I think that's a bit flawed. The purpose of lower education is learn how to learn. By the time you get to university is when you apply those skills to really learn.
Well, maybe the purpose of higher education is to learn how to learn _for yourself_. That is: to find sources, read them, evaluate them, and synthesize them into a conclusion.
I dunno. I passed all the undergrad maths through calc 3, diffeq, linear, and a 400 stats class, ~20 years ago. I could probably solve a calc 2 problem (which was harder for me than calc 3), but I would need a textbook and an hour or two.
Did I learn it? Or did I learn how to teach myself it? I would argue the latter.
I never cared for the "learning how to learn" line.
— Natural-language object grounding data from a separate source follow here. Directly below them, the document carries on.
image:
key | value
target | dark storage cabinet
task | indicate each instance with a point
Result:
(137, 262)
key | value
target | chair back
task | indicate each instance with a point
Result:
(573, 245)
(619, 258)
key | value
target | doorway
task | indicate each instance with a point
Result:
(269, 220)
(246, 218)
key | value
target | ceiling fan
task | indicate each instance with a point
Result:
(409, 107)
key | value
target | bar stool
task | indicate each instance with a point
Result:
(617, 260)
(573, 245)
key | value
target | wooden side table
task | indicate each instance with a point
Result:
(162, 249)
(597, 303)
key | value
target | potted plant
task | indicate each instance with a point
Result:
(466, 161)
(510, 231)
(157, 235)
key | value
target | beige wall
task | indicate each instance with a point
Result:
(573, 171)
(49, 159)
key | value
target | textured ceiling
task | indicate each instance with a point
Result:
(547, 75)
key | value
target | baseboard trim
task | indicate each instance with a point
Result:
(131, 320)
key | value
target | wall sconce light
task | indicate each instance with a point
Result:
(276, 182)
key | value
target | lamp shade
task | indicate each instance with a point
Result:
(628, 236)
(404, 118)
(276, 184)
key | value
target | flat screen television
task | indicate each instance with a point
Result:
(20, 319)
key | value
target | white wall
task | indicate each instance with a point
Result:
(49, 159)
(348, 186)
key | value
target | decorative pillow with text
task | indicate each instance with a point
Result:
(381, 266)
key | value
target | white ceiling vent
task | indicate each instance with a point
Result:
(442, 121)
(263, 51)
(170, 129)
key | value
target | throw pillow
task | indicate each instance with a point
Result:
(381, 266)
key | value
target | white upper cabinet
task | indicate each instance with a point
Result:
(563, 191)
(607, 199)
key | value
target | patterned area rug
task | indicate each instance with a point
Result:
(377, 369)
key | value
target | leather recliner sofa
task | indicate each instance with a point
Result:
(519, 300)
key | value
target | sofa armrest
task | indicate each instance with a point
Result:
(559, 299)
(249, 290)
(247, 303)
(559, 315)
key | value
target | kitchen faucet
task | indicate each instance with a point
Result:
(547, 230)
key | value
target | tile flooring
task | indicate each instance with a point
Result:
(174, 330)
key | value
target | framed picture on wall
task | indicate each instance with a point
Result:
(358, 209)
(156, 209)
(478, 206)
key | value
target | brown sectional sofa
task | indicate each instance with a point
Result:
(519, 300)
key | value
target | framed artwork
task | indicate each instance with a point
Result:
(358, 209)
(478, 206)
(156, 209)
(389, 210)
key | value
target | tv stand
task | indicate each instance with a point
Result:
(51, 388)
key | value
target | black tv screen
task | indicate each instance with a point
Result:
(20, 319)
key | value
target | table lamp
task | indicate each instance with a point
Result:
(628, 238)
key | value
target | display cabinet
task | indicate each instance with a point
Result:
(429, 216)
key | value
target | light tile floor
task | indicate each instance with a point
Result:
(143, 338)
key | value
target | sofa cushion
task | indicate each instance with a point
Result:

We start from infancy and learn to walk and talk, albeit in that very special way. We are always learning, every day.
For me personally, earning by bachelor's and master's degree was a continuation of K-12 and I made sure to be a top performer. The looming debt was the underlying, motivating factor.
Looking back, I learned most outside after K-12 was done for the day and I was free to explore and get hurt.
That phrase is a thing because K-12 is structured as just learning what the teacher tells you. In undergraduate degrees, the professors are more like guideposts and you can't learn everything in their lectures - you have to figure out and understand the material yourself and most people upon finishing K-12 can't do that.
I also wasn't one of them, so I also had no trouble in college, but I knew a lot of people this applied to.